9 JAN, 2026
By Joanna Piwko from RankiaPro Europe

The European UCITS ETF market closed 2025 with a record-breaking €330.6 billion in net inflows, pushing total assets under management to €2.57 trillion. The year was characterised by a major shift in asset allocation, with investors moving away from a US-centric approach and increasing exposure to European equities, global diversification strategies, and shorter-duration fixed income products.
Equities accounted for nearly three-quarters of total ETF inflows, attracting €249.3 billion in net new assets during the year, a 15.9% increase compared with 2024. European equity ETFs stood out as the main beneficiary of this rotation, gathering €65.8 billion, their strongest year on record.
This renewed interest in Europe was driven by growing political and economic momentum toward greater strategic autonomy, including increased defence and infrastructure spending. Investors adopted a more granular approach, favouring sector-specific exposures. European sector ETFs attracted over €35.5 billion, led by industrials (€13.3bn), information technology (€8.9bn), and financials (€7.3bn). Defence-focused strategies alone gathered almost €10 billion, far exceeding inflows into robotics and artificial intelligence themes.
While US equity ETFs saw a recovery in flows from May onwards following a sharp market sell-off in April, total inflows of €37.2 billion lagged behind broader global strategies. World equity ETFs attracted €63.3 billion, All-Country World Index (ACWI) strategies €42.7 billion, and emerging market ETFs €33.3 billion over the year.

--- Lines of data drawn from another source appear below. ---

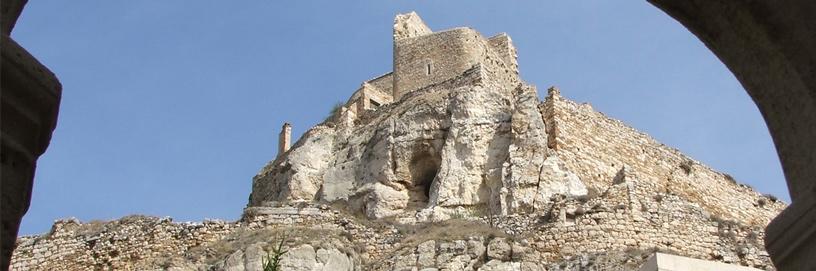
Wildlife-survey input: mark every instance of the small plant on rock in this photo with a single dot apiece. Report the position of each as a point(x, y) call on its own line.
point(272, 260)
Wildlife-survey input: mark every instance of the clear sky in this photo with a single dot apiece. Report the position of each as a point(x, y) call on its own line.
point(170, 107)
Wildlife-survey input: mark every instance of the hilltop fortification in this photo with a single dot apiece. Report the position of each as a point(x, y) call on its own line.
point(450, 162)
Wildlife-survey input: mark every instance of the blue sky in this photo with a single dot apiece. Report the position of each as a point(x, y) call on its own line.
point(170, 107)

Within emerging markets, investors increasingly favoured targeted exposures. Roughly one-third of EM inflows went into specific regional or country strategies, with notable allocations to China (€6.6bn) – particularly technology indices – as well as EM Asia and India.
Fixed income ETFs gathered €77.8 billion in 2025, marking 16.6% year-on-year growth, as investors focused on managing duration risk amid an uncertain interest rate environment. Government bonds (€27.6bn) and investment-grade corporate credit (€24.2bn) accounted for the bulk of inflows.
Euro corporate bond ETFs were the single largest fixed income sub-asset class, attracting €18.5 billion, their strongest year ever. A clear preference emerged for shorter-term maturities, with over 40% of inflows directed toward 1–5 year exposures and around a quarter into ultra-short-term strategies. Similar patterns were observed in US corporate bonds and government debt, where short-term and ultra-short-term ETFs dominated allocations.
Despite ongoing performance scrutiny, ESG equity ETFs attracted €31.6 billion, mainly into low tracking-error strategies. In fixed income, ESG products played an even larger role, gathering €18.2 billion and accounting for a significant share of overall asset class inflows.
In a year marked by heightened market uncertainty, investors also allocated €11.6 billion to defensive income equity strategies focused on high-dividend companies, seeking stability and resilience.
Commodities added another layer of diversification, with gold reaching a record high of $4,533 per ounce during the year. Gold ETCs attracted €5.6 billion in net inflows as both central banks and private investors increased exposure amid political uncertainty and inflation concerns.
The 2025 ETF flow data highlights a decisive shift toward regional diversification, sector precision, and risk-aware fixed income positioning. With Europe firmly back on investors’ radar and duration management remaining a key theme, these trends are likely to continue shaping ETF allocation strategies in the year ahead.